Pekiyi, Sizce İtalya, Portekiz gibi daha ılıman iklime sahip Akdeniz ülkelerinde kış lastiği kullanım oranı sizce ne kadardır? Araştırmadığım için atıp tutmayacağım ama Almanya, İngiltere, Polonya gibi ülkeler kadar yüksek olacağını düşünmüyorum.
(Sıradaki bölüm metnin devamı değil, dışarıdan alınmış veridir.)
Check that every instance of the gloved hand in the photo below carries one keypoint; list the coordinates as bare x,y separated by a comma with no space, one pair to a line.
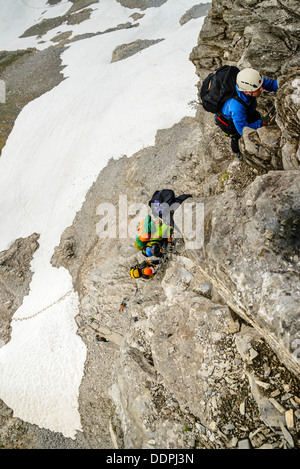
268,119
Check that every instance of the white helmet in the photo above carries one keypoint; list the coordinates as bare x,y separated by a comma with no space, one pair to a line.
249,80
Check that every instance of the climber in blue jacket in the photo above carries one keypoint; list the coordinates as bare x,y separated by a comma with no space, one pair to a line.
240,112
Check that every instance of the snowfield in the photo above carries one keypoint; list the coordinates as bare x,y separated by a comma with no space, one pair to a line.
58,146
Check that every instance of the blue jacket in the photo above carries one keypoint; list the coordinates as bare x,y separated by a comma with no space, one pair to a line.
237,112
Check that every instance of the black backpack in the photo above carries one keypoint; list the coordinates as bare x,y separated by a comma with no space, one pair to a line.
218,87
161,202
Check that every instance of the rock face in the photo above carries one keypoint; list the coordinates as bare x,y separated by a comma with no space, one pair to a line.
263,35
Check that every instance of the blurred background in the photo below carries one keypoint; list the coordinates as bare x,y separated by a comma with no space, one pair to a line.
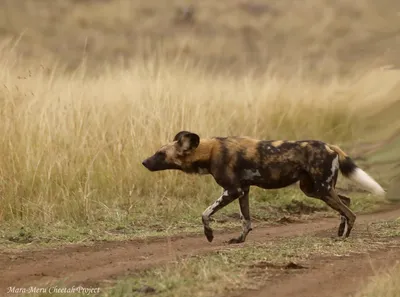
92,87
228,35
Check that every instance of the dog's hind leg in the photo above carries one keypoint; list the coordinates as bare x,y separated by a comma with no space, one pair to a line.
244,216
347,201
335,202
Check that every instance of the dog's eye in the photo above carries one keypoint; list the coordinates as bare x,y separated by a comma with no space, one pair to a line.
160,155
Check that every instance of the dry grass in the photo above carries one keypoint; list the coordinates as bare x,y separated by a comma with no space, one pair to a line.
71,143
325,37
71,146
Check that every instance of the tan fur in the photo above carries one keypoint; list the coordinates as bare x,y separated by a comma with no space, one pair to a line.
277,143
341,153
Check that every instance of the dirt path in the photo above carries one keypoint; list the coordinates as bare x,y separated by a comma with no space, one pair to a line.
104,261
330,276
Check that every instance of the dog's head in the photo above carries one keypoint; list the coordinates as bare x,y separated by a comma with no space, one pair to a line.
174,154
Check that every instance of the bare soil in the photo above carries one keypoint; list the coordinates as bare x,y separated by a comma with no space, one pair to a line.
104,261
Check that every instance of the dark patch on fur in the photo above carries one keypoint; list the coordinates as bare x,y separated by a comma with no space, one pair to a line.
347,166
236,163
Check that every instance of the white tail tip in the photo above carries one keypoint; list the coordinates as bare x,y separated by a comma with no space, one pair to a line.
361,177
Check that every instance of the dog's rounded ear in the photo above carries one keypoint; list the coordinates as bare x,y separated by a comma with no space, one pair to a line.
187,140
179,135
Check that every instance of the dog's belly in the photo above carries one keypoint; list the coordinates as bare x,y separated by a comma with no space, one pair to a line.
269,178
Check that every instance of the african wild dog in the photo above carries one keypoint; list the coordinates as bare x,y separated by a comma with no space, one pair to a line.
236,163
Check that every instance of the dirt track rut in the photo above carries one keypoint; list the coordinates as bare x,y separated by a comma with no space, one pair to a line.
104,261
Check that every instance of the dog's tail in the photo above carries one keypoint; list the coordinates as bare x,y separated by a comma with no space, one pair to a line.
350,170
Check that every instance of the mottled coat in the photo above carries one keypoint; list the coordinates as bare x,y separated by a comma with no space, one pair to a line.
237,163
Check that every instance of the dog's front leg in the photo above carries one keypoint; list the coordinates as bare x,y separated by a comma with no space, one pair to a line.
227,197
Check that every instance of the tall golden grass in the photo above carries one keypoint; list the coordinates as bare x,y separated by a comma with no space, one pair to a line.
71,146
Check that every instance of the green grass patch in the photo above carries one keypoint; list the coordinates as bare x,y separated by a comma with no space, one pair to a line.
265,206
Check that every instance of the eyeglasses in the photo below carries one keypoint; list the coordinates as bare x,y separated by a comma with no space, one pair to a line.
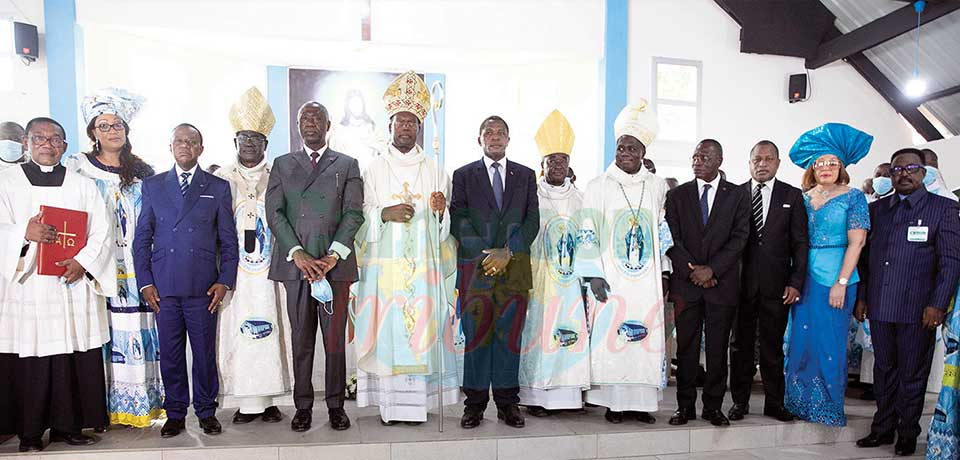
187,142
105,127
908,169
250,139
831,164
55,141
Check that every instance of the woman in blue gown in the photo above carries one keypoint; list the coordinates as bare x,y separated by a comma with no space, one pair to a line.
816,357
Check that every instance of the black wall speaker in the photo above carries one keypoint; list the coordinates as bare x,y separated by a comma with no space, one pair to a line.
797,91
25,41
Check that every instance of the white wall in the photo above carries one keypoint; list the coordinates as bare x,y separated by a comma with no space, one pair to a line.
744,95
948,151
499,56
28,98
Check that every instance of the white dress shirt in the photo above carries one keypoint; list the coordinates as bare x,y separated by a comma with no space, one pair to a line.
192,171
765,193
710,194
503,169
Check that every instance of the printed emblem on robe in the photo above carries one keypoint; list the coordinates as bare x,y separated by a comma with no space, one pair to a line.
255,243
632,241
560,247
256,328
632,331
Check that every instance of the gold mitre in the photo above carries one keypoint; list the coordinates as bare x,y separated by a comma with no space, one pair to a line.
555,135
252,113
407,93
639,121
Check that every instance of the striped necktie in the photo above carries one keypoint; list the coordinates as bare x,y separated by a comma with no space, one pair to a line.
183,183
758,210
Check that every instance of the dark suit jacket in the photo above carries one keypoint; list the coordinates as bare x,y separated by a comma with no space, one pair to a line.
313,207
899,278
779,258
178,237
718,244
477,224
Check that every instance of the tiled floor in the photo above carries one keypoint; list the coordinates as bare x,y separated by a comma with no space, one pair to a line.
565,436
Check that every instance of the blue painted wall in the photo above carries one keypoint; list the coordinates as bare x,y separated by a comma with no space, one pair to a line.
63,46
613,72
278,96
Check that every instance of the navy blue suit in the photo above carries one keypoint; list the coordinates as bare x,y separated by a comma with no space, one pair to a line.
493,308
898,280
183,245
Dönüyorum ülkemize. İklimi Ukrayna gibi olan yer de var, Portekiz gibi veya İngiltere gibi olan yer de var. Her şehirde farklı iklim koşulları, hatta bazı illerde ilçe ilçe değişen iklim özellikleri oluyor. Örnek verecek olursam: Ehliyeti aldıktan sonra 10 yıl kadar İzmir'de yaşadım. Ülkenin pek çok şehrinde araba kullanmakla birlikte İzmir'de bu kadar uzun süre yaşayıp son bilmemkaç yılın en soğuk kışını da gördüm, standart kışını da gördüm. 1, bazı ilçelerinde de 2-3 yıl kış lastiği gerekecek kadar sert kış oldu. Daha ılıman olan Adana'da, Antalya'da, Mersin'de yaşamadım. Bunlar gibi yılbaşını 6-7 °C gibi sıcaklıklarla geçiren şehirlerde Ekim-Nisan gibi bir sezon belirleyerek kanun zoruyla kış lastiği kullanımı dayatılacak olursa haklı olarak büyük infial olur ve bunun hiçbir haklı açıklaması yapılamaz.
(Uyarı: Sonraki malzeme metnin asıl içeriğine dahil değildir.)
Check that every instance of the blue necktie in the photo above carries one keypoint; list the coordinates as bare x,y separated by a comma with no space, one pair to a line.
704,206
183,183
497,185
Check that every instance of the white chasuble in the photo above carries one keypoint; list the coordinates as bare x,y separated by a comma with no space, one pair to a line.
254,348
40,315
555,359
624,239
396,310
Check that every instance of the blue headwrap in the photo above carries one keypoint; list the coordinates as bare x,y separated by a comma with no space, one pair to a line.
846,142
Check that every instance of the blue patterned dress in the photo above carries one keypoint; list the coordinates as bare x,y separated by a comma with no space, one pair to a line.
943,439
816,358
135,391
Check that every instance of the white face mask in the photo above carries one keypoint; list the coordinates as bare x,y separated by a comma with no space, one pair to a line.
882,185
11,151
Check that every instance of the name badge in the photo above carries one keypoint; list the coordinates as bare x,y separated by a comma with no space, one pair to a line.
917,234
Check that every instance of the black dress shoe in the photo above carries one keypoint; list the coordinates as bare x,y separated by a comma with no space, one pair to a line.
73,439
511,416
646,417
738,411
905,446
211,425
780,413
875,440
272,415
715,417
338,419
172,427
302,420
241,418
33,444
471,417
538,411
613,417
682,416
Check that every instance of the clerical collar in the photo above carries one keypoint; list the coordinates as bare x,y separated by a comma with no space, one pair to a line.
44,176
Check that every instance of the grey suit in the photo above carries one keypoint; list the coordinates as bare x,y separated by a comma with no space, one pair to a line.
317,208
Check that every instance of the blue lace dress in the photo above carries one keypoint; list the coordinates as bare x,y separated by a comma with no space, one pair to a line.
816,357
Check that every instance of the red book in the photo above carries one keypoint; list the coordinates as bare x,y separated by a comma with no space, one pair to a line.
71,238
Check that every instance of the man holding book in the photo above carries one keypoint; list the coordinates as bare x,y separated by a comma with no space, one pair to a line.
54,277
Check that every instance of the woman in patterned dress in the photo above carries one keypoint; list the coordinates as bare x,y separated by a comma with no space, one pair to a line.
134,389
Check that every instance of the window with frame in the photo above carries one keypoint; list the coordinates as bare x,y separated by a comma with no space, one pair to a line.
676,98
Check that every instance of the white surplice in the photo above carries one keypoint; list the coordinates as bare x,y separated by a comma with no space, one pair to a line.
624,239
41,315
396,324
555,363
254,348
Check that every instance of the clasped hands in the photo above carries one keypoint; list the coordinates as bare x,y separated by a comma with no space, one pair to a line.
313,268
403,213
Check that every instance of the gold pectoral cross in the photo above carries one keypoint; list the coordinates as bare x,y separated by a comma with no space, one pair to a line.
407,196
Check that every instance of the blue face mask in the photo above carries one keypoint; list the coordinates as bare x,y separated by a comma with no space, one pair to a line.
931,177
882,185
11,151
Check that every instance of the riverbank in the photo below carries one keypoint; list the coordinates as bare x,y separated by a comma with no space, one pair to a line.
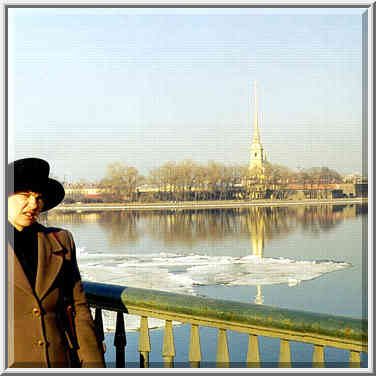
83,207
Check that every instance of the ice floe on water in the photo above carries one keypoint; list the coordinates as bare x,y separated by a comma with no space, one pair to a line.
183,273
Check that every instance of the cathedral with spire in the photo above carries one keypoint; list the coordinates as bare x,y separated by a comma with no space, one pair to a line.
258,156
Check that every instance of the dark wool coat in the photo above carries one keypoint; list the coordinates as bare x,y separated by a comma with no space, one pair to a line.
34,337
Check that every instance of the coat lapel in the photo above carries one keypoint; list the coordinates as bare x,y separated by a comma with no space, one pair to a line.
49,263
16,274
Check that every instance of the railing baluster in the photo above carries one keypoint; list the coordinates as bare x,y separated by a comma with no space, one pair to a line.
354,359
195,347
144,343
98,326
318,357
253,357
285,354
168,345
222,349
120,341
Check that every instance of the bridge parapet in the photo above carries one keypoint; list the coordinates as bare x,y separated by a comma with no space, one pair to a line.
320,330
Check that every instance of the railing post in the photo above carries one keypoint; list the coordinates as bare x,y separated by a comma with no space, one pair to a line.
222,349
354,359
253,357
168,351
98,326
120,341
285,355
195,347
144,343
318,357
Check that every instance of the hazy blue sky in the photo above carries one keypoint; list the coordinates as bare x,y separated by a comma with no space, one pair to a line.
88,87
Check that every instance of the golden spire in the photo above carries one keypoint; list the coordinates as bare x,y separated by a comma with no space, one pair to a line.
256,133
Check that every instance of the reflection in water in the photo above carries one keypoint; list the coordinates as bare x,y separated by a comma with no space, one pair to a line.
189,227
184,251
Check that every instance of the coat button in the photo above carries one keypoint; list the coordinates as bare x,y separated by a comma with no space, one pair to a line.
36,312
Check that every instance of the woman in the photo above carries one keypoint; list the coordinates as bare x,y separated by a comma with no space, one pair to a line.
49,322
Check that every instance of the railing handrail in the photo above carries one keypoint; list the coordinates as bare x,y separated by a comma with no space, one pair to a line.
317,328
İstanbul'a geldim ve kendi arabamı İstanbul'da aldım. Bunca yıllık yol ve trafik tecrübemin üstüne her yıl daha da artan trafik yoğunluğunun içerisinde 3 yıl kullandım. Yokuşu bol bir muhitte yaşamama rağmen yıl içerisinde 1 haftadan fazla kış lastiği ihtiyacı duymadım. Neden derseniz, hava sıcaklığı ne kadar düşük olursa olsun, ana arterlerdeki trafik o kadar yoğun ki, bırakın kar veya buz tutmasını, asfalt sıcaklığı gün boyunca o yoğun egzoz ve lastikten ötürü sıfır derecenin üzerinde oluyor. Şimdi bu ülkede İstanbul gibi bir şehirde hemen herkes az yakan dizel veya lpg'li bir araba almaya çalışarak kuruş kuruş yakıt masrafı hesabı yaparken, senede 1 hafta için sadece ana arterlerde yoğun trafik saatlerinde şehir içi kullanımı olan araç sahipleri doğal olarak kış lastiğini tercih etmek istemez, etmiyor da zaten. Kış lastiği kullanan araçlara bakılırsa ya İstanbul'un yüksek rakımlı mahallelerinde ikamet ediyordur, ya işyeri/okulu bu mahallelerdedir, ya da sık sık şehirler arası uzun yol yapıyordur. Bugüne kadar gerçekten ihtiyaç duymadığım için de kış lastiği almadım.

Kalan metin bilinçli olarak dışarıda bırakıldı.